2.2. Data collection

All identified cases of BPP were reviewed in detail by trained research nurses was prior experience in this field using a data collection tool previously described.[18,19] Information collected included sociodemographic data, pre-existing comorbid conditions, and prescription drug history, lifestyle factors (e.g., smoking status, alcohol intake, illicit drug use), and clinical data (e.g., chest radiograph findings, antibiotic treatments). We classified antibiotic treatments according to whether or not they were concordant or discordant with clinical practice guidelines for the empiric treatment of CAP.[20,21]

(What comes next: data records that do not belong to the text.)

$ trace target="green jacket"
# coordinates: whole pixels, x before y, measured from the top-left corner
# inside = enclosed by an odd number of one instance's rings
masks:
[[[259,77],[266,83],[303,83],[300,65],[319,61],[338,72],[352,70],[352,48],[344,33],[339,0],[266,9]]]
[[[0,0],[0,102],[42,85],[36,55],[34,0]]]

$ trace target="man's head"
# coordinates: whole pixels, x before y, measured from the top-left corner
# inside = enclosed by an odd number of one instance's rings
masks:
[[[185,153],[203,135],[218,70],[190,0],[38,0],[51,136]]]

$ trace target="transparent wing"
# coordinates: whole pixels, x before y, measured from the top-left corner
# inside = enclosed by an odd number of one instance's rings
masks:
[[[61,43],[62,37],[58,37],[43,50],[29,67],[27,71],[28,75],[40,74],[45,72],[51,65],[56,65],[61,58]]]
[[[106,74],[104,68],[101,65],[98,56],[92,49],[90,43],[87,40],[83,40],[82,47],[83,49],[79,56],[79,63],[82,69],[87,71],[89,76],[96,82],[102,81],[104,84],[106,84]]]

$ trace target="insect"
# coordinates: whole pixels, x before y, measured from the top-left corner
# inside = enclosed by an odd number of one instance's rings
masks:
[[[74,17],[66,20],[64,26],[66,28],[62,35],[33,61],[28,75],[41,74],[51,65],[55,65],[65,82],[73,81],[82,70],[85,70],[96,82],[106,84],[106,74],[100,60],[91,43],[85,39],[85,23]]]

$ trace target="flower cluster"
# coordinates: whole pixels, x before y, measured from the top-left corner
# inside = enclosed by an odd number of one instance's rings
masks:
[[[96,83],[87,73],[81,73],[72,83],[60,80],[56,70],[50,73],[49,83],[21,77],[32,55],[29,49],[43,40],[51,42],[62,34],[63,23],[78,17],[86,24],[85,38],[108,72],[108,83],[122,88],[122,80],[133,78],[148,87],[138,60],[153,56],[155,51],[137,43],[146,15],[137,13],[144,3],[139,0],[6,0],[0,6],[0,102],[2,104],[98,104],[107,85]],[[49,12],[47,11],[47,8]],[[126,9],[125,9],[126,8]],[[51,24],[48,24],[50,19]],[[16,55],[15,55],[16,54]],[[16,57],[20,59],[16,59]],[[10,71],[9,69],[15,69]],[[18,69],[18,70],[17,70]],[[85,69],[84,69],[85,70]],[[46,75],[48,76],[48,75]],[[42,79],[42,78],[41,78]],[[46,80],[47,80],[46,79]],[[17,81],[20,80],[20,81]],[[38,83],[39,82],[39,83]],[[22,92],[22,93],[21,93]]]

2.3. Streptococcus pneumoniae characterization

Optochin susceptibility and bile solubility assays were used to confirm that isolates were S pneumoniae.[14,15] Serotyping of all isolates was performed using the Quellung reaction[22] and grouped according to previous literature into: low CFR serotypes (1, 4, 5, 7F, 8) versus high CFR serotypes (3, 6A, 6B, 9N, 9V, 12F, 14, 19A, 19F, 22F, 23F).[12,23] All “other” serotypes identified from cases in our survey (2, 7C, 9L, 10A, 10F, 11A, 11B, 11F, 13, 15A, 15B, 15C, 16F, 17F, 18A, 18B, 18C, 18F, 20, 22A, 23A, 23B, 28A, 29, 31, 33A, 33F, 34, 35A, 35B, 35C, 35F, 37, 38, 40, 42) were subsequently classified as high CFR category because there were similar patient characteristics and nearly identical CFRs as observed with the high CFR serotypes (22% in high CFR serotypes vs 17% in low CFR serotypes). Supplementary Tables 1 to 3, present a stratification of all pneumococcal serotypes into vaccine-related or nonvaccine related serotypes, respectively.

2.4. Outcomes

Our primary outcome of interest was in-hospital mortality. The secondary end-point of interest was any major in-hospital complication, defined as the presence of 1 or more of need for mechanical ventilation, acute respiratory distress syndrome not needing mechanical ventilation, major adverse cardiovascular events (MACE, including unstable angina, myocardial infarction, heart failure, or cardiac arrest), liver failure, acute kidney injury, stroke, seizure, or acute aspiration associated with the presenting illness. All outcomes were obtained by detailed chart review and adjudicated by medical experts as previously described.

2.5. Statistical analysis

Descriptive data using appropriate statistical tests were undertaken. Adjusted odd ratios were estimated using multivariable logistic regression. All potential prognostic variables listed in Table 1 were adjusted for in our analysis with exception to the Charlson Comorbidity Index.[26] The c-statistic (area under the receiver-operating characteristic) was used to describe overall predictive model accuracy and the Hosmer–Lemeshow test statistic was used to assess the model's goodness-of-fit. All analyses were performed with Stata SE, version 12.1 (Stata, College Station, TX).

Table 1.

Characteristics of 1636 adult patients with bacteremic pneumococcal pneumonia, stratified by mortality.

2.5.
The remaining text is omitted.